Noplace reaches #1 on iOS app store
noplace app

A new, MySpace-esque social media platform has burst onto the scene, and it shot straight to the top of the iOS App Store on July 4.

Noplace, a colorful, text-based social media app, is taking off after it launched out of invite-only mode last Wednesday, July 3. 

For Tiffany Zhong, CEO and founder, it’s all about bringing the “magic” back to social media. 

“I think that part of the magical, fun part of the internet is gone now,” Zhong said in an interview with TechCrunch. “Everything is very uniform.”

How does the noplace app work?

Noplace is designed for friends to share updates about what they’re doing, watching, or listening to, amongst other things. The app is very much focused on the present. It’s somewhere between the golden age of Facebook status updates and MySpace.

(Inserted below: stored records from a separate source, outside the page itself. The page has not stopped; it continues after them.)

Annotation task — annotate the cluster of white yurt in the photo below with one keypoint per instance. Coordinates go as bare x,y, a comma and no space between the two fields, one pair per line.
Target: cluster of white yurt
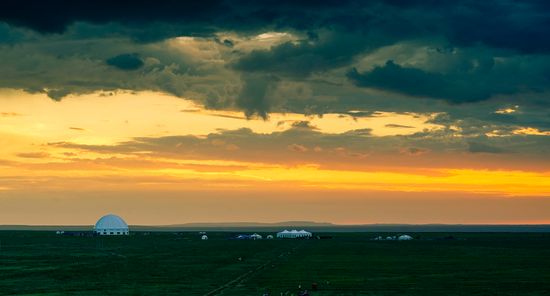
111,225
293,234
397,237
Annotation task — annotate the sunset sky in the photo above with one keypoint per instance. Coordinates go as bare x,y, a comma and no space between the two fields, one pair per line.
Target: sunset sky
350,112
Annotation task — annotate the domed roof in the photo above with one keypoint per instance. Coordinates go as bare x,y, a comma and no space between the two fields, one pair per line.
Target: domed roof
110,222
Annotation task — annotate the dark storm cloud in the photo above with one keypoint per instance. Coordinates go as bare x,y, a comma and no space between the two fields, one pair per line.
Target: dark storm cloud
523,26
490,53
254,95
418,83
126,61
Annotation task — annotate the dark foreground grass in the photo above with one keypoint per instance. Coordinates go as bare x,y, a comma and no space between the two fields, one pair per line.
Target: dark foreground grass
42,263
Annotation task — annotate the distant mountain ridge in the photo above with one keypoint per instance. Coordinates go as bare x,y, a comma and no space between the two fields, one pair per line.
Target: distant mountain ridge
307,225
253,224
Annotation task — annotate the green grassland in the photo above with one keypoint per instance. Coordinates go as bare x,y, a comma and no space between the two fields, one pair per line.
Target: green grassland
42,263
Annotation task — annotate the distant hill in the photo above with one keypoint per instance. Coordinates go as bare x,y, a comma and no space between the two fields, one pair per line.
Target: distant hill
307,225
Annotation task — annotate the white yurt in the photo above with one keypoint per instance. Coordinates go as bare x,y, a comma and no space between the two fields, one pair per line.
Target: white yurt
111,225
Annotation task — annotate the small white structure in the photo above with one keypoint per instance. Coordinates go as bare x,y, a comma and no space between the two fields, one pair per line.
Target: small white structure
111,225
293,234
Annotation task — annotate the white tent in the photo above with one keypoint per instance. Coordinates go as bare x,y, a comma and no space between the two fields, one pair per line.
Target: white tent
111,225
293,234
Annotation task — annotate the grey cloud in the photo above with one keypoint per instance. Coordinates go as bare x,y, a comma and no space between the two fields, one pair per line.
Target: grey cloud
344,151
254,95
126,61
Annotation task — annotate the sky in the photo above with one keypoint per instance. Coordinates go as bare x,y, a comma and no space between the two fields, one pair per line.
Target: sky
349,112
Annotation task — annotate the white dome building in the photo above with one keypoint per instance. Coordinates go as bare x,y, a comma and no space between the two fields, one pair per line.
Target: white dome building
111,225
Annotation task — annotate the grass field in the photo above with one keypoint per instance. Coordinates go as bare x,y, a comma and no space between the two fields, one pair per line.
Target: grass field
42,263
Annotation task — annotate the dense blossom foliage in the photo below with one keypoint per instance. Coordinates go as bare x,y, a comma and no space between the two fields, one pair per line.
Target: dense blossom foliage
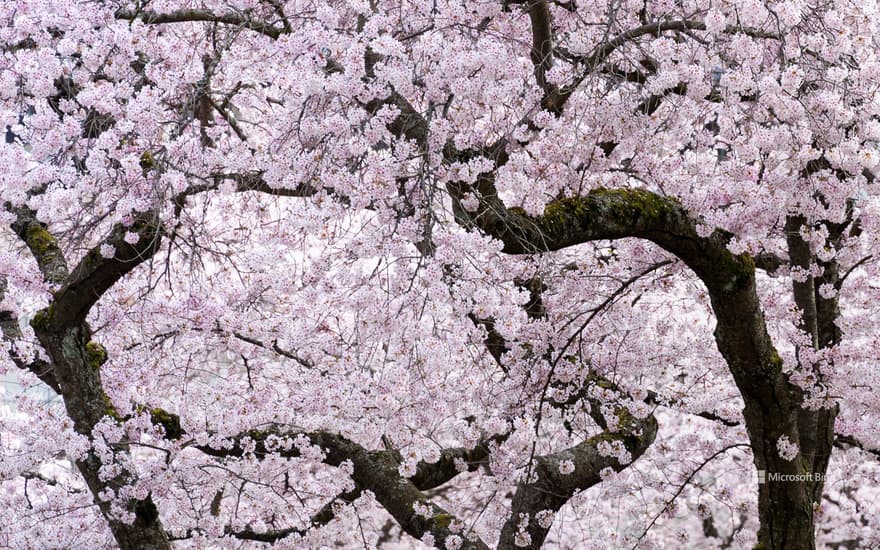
415,273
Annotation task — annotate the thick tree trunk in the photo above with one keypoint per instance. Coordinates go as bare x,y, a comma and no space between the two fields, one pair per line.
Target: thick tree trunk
788,490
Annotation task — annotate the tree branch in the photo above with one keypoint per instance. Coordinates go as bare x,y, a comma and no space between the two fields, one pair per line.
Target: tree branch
201,15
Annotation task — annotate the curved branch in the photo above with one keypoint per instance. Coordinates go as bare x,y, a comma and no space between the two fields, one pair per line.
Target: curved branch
200,15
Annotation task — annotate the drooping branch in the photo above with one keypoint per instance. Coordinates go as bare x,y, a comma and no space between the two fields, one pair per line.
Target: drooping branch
76,360
41,243
374,470
11,333
241,20
555,102
555,481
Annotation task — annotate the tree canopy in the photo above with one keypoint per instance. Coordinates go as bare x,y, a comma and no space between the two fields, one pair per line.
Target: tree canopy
495,274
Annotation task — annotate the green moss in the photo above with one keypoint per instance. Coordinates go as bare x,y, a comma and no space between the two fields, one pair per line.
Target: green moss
624,417
145,511
741,269
96,355
43,319
442,520
39,240
147,161
110,410
775,364
169,422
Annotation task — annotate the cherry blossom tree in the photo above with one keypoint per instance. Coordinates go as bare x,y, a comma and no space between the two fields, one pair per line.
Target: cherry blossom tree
509,274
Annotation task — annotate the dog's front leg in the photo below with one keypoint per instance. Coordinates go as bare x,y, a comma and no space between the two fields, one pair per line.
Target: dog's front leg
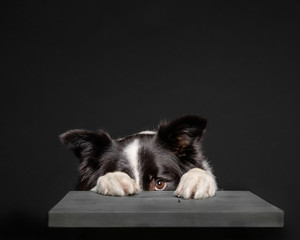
197,184
116,184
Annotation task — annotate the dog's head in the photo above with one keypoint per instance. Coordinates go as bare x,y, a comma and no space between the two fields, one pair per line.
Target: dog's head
156,160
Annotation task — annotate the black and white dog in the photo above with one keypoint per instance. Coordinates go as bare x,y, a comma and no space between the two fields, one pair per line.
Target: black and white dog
168,159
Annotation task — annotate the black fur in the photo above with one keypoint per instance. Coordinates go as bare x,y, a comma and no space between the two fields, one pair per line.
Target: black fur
167,155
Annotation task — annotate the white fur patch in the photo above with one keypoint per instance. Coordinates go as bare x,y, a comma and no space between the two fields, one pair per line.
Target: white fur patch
147,132
196,183
131,152
116,184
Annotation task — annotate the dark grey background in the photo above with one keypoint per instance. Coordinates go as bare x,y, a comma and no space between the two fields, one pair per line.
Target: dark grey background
123,66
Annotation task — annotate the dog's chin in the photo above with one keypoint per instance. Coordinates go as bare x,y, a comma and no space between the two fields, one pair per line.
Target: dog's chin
196,184
116,184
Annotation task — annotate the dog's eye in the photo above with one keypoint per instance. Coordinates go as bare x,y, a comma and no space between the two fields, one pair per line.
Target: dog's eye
160,185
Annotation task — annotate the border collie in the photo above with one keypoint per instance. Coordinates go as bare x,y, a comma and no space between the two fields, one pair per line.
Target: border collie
168,159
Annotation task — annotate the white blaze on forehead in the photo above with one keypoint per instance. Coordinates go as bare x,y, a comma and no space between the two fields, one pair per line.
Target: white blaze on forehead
131,151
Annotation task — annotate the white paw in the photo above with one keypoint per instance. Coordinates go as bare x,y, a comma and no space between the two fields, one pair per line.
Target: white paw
116,184
196,183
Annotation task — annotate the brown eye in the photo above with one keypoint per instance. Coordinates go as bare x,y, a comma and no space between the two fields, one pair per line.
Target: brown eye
160,185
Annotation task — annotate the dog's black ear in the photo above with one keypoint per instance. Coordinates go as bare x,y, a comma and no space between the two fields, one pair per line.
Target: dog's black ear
85,143
182,135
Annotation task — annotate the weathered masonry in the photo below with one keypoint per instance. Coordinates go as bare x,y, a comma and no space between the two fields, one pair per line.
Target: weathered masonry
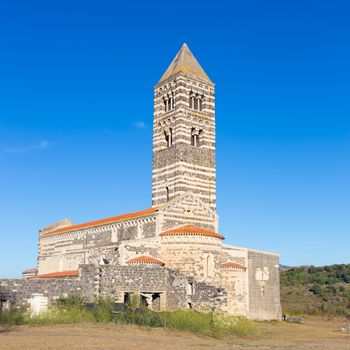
171,254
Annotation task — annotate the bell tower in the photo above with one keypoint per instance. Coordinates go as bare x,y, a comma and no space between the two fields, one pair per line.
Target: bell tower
184,132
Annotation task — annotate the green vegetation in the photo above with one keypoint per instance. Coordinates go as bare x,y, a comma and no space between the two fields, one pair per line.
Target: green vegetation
73,310
314,290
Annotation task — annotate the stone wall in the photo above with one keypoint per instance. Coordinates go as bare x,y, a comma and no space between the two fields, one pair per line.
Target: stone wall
184,167
66,251
18,292
264,286
176,290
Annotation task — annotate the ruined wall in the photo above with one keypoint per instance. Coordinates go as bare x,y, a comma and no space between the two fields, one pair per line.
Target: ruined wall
264,285
196,256
19,292
176,290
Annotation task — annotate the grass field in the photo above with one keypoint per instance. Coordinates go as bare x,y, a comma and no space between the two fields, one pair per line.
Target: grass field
316,333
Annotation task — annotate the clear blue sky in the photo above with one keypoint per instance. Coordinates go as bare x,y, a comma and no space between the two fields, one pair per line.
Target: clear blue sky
76,94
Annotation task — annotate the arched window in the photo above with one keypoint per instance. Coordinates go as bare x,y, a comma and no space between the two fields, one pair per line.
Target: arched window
196,101
195,137
169,137
169,103
167,193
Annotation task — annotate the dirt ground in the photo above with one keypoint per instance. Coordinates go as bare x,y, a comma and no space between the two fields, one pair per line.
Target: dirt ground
314,334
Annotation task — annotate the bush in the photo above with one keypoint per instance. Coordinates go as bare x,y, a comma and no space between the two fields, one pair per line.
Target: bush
14,317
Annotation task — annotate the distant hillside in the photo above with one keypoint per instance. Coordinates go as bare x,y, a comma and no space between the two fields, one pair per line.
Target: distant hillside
316,290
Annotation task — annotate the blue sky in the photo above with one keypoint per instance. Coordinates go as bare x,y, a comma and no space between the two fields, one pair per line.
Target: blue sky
76,94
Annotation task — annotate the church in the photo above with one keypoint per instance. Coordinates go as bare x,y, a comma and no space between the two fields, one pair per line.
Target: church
172,254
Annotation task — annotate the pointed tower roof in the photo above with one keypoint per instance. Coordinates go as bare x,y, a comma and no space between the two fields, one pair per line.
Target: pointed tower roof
185,62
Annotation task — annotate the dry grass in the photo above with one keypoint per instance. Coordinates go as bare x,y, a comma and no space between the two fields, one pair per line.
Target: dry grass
316,333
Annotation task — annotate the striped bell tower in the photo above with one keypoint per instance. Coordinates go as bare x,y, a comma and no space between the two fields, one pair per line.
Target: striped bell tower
184,132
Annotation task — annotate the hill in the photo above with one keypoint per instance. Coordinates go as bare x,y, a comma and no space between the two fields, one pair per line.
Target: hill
314,290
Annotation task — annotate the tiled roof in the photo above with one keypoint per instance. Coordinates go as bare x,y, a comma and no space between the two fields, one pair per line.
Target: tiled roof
145,260
104,221
233,265
185,62
72,273
191,230
33,270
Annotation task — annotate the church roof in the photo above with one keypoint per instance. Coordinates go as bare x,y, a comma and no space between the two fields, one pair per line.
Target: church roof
61,274
189,230
185,62
145,260
112,219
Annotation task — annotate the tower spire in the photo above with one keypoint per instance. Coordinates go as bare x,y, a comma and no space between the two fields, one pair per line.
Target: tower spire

Users have the ability to list their top ten friends, share their interests via tags known as “stars,” and customize their user interface with a menagerie of colors.

Furthermore, the app has no “follower” counts, instead focusing only on “friends.”

While the app offers two different feeds — one with everyone and one with friends — it eschews algorithms in favor of AI-generated search summaries. 

“Having a global, public feed is what makes it so fun. It’s like everyone’s brain on paper,” Zhong added. “People have a blast. They’re like, ‘I’ve never had an app like this before.’”

Based on the app’s description, it’s definitely tailored to a Gen Z audience. It calls for “NPCs, main characters, swifties, barbs, nerds, and stans” to join their ranks.

But if you’re not an iPhone user, you might have to wait a little bit longer, as an Android version of the app isn’t available just yet. 

It’s unclear how exactly monetization will fit into the noplace ecosystem long term, particularly for career creators. But for now, this app feels like an antidote to the perfectly-curated feeds of Instagram, YouTube, and even, to an extent, TikTok. 

“Everything is just media,” Zhong said. “It feels very disconnected.”